So, Elixir/Erlang combo seems like a perfect fit. Instead, we are having all remaining Elixir and Erlang systems ripped out and re-written in Java.

The reason is simple - readability and hire-ability. The cherries on the cake - Java's "good enough" for what we do, the tooling, the quality and availability of reference resources and subject matter experts - are just that, cherries. But the ability to hire and onboard new engineers is THE thing - it took us 3 years to fully hire out the headcount we were allocated for just our little team and that is in Java. Hiring for Elixir and Erlang has been such a pain that we are having to pay contractors while we re-write the current Elixir and Erlang systems into Java. Our domain is somewhat complicated - most people who have not worked in food retail generally would not imagine it to be so - so onboarding people to the domain knowledge takes 3-6 months and that is without "This is what? Erlang?" barrier. That is where readability of Java and non-FP vs Elixir/Erlang and FP comes in as well.

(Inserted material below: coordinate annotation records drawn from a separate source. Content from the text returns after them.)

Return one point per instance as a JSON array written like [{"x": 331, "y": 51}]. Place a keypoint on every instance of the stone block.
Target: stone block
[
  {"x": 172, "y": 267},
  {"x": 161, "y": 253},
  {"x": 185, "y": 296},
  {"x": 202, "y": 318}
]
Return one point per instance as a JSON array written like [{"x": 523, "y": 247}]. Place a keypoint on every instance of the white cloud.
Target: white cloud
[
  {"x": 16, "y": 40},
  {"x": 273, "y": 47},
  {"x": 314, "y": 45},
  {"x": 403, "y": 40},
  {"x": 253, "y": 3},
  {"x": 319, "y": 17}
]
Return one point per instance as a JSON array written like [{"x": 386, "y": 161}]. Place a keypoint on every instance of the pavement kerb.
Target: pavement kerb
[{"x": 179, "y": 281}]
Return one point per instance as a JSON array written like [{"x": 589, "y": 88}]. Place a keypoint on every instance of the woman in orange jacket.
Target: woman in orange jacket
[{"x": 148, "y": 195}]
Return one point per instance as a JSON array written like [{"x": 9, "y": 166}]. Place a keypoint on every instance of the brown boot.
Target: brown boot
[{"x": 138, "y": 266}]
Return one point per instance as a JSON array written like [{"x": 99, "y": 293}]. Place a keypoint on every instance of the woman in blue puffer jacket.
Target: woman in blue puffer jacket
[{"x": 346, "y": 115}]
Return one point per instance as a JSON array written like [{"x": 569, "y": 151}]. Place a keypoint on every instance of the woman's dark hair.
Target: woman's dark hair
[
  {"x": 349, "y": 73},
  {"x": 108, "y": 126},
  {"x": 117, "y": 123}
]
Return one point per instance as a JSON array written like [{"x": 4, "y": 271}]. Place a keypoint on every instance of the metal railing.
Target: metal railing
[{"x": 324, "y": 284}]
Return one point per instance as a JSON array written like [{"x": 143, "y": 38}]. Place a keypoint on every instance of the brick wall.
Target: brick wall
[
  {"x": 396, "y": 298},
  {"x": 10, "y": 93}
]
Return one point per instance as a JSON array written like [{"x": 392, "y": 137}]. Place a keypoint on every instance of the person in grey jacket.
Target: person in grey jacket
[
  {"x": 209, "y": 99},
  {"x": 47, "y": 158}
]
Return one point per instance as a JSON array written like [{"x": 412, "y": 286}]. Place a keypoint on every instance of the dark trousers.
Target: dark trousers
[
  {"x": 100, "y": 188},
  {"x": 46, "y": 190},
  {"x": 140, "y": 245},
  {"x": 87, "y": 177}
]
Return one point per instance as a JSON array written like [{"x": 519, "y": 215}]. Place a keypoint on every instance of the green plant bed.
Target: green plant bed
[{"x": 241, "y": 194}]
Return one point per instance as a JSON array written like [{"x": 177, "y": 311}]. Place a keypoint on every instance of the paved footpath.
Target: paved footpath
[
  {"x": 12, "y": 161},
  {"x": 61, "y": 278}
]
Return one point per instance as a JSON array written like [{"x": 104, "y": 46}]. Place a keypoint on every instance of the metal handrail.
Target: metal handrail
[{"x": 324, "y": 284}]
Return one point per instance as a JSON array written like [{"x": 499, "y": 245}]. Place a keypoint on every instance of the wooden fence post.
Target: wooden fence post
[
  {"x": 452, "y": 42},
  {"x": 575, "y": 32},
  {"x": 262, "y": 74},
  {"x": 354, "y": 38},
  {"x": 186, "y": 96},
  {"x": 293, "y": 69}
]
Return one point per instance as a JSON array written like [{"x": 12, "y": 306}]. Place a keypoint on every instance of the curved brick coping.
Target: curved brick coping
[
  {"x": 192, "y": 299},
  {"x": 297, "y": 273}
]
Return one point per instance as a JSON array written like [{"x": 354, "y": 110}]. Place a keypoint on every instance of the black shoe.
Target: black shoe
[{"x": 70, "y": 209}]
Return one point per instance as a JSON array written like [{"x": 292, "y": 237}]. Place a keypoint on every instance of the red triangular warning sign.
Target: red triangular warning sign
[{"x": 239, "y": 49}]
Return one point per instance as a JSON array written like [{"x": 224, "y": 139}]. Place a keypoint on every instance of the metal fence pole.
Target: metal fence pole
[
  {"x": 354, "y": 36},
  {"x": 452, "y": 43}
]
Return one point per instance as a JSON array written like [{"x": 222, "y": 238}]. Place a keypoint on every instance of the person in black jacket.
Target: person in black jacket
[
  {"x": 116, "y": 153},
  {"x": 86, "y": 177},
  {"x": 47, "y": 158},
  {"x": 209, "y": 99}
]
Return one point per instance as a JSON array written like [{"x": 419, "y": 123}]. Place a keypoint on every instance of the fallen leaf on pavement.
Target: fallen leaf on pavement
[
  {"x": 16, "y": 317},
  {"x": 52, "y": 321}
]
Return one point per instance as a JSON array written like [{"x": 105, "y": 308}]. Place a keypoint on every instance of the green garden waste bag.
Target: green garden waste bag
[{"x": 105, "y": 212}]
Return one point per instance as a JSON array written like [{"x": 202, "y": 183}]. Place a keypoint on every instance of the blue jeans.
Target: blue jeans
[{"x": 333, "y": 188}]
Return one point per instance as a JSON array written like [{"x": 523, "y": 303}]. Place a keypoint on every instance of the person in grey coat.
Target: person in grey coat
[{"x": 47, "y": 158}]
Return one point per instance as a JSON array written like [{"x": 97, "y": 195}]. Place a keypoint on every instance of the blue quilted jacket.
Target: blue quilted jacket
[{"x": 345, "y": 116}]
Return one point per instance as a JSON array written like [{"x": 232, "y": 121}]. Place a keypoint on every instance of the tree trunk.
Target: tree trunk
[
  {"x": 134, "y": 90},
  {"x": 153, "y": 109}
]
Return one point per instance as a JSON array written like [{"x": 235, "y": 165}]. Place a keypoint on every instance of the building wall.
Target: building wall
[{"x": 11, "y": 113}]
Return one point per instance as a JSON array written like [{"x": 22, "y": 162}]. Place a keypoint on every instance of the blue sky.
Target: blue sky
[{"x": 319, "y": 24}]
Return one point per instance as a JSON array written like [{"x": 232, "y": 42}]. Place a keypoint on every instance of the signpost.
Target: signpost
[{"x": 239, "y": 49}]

I guess what I am trying to say is that, yes, the right tool for the job and all that but good enough tool with a significantly higher hiring pool is proving so much better.

1 comments

It would be interesting to see where things are at in a few years. I get the problem. But not sure the right decision was made. I've seen the "leave esoteric/boutique/niche language for more commodity platforms" play out a number of times over the years. The results are very mixed, and hard to infer because of the many variables. But I don't usually see the "we're so much better now" after the original zeal for the exodus pans out. Usually it ends up being more of a "you had a problem so you did X. Now you have two problems" in my experience. I wish you and yours the best of luck.